WASHINGTON, Nov 7 (Reuters) – President Joe Biden is getting ready to deliver on a key campaign promise by convening a Summit for Democracy: a first-of-its kind gathering of more than 100 countries to help stop democratic backsliding and erosion of rights and freedoms worldwide.By Humeyra Pamuk and Simon Lewis
But rights advocates are questioning whether the virtual event can push those world leaders who are invited, some accused of harboring authoritarian tendencies, to take meaningful action.
“If the summit is to be anything more than just another meeting, each attendee, including the United States, will need to follow through on meaningful commitments on democracy and rights issues in the year ahead,” said Annie Boyajian, vice president for policy and advocacy at Freedom House, a non-profit group specializing in human rights and democracy.
Administration officials say the December event is just the “launch” of a longer conversation about democracy and that countries will need to fulfill the reforms they pledged to be invited to the follow-up summit planned next year.
The event – to be held on Dec. 9 and 10 – is a test of Biden’s longstanding claim, announced in his first foreign policy address as president in February, that the United States would return to global leadership under his tenure to face down authoritarian forces led by China and Russia.
A tentative invite list first reported by Politico and confirmed by a source familiar with the matter shows that the event will bring together mature democracies such as France and Sweden but also countries including Philippines and Poland, where activists say democracy is under threat. In Asia, some U.S. allies such as Japan and South Korea were invited, while others like Thailand and Vietnam were not.
Representation from the Middle East was slim with Israel and Iraq among the few countries invited and notable U.S. allies such as Egypt and NATO partner Turkey absent from the list.
Rights groups praise Biden’s pledge to reinstate the promotion of rights and freedoms as a foreign policy priority, after the disinterested approach of his predecessor Donald Trump, who openly praised strongmen such as Egyptian President Abdel Fatah al-Sisi and Russian leader Vladimir Putin.
They also say the invitation to countries with problematic human rights records raises doubts about the credibility of the event, but at the same time illustrates the administration’s struggle to balance wider U.S. national security interests, such as countering a rising China, with higher ideals.
“Clearly, strategic considerations about countering China are at play in inviting very troubled, backsliding democracies like India and the Philippines that are in China’s neighborhood,” said Amy Hawthorne, research director at the Project on Middle East Democracy, an advocacy group.

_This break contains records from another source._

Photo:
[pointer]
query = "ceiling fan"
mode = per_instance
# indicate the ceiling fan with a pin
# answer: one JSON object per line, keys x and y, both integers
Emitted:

“The same might be true for inviting deeply flawed democracy Iraq, the neighbor of U.S. adversary, the Iranian theocracy,” she added.
‘MAKE CHOICES’
Philippines President Rodrigo Duterte, who has in the past stated he does not “care about human rights”, and Indian President Narendra Modi, who advocacy group Freedom House said is driving India toward authoritarianism, will be among those discussing with Biden how to help democracy flourish globally.
An official at the Philippines’ foreign ministry confirmed Duterte was invited to the online forum and said Washington had imposed “absolutely no conditions” on his attendance. The country’s government was still considering whether to participate, the official said.

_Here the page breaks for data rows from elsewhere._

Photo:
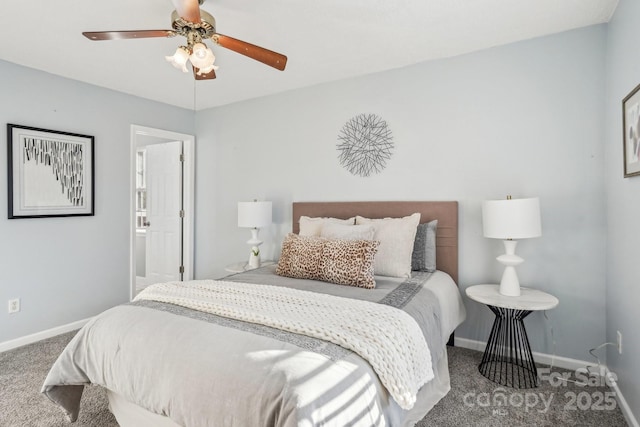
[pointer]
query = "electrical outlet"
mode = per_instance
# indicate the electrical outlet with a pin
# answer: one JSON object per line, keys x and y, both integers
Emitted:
{"x": 14, "y": 305}
{"x": 619, "y": 341}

A senior U.S. official involved in the planning of the summit told Reuters that invites were sent to countries with different experiences of democracy from all regions of the world. “This was not about endorsing, ‘You’re a democracy, you are not a democracy.’ That is not the process we went through,” the official said.
Biden administration officials say they had to “make choices” to ensure regional diversity and broad participation.
Human rights groups said that with only weeks until the summit it was unclear how Washington would monitor implementation of commitments and hold the leaders who participate to their word.
‘A PLACE OF HUMILITY’
Poland, which is locked in a feud with the European Union over what Brussels says is democratic backsliding, was invited, but officials there took umbrage at an earlier message from Washington that appeared to place conditions on the invitation, according to a Polish government source.
The earlier email contained a list of suggested actions that would demonstrate Poland’s commitment to freedom and democracy, including respect for LGBTQI rights – a major sore point in Washington’s dealings with Poland’s right-wing government that has moved to restrict gay rights.
U.S. officials said they did not dictate any conditions but called on invited countries to come forward with commitments to take action.
“The idea has never been to prescribe or to be prescriptive,” said one of the officials.
The United States would also make its own commitments, the official added, as Washington faces skepticism about the health of its own democracy. After losing the November 2020 election to Biden, Trump’s false claims of fraud paved the way for his supporters’ Jan. 6 assault on the U.S. Capitol, an unprecedented episode that stunned foreign governments and armed authoritarian leaders with cause to question the robustness of American democracy.
“In all of our diplomatic communications around the summit, we are starting from a place of humility and recognizing that no democracy, including of course the United States, is perfect,” said a second administration official.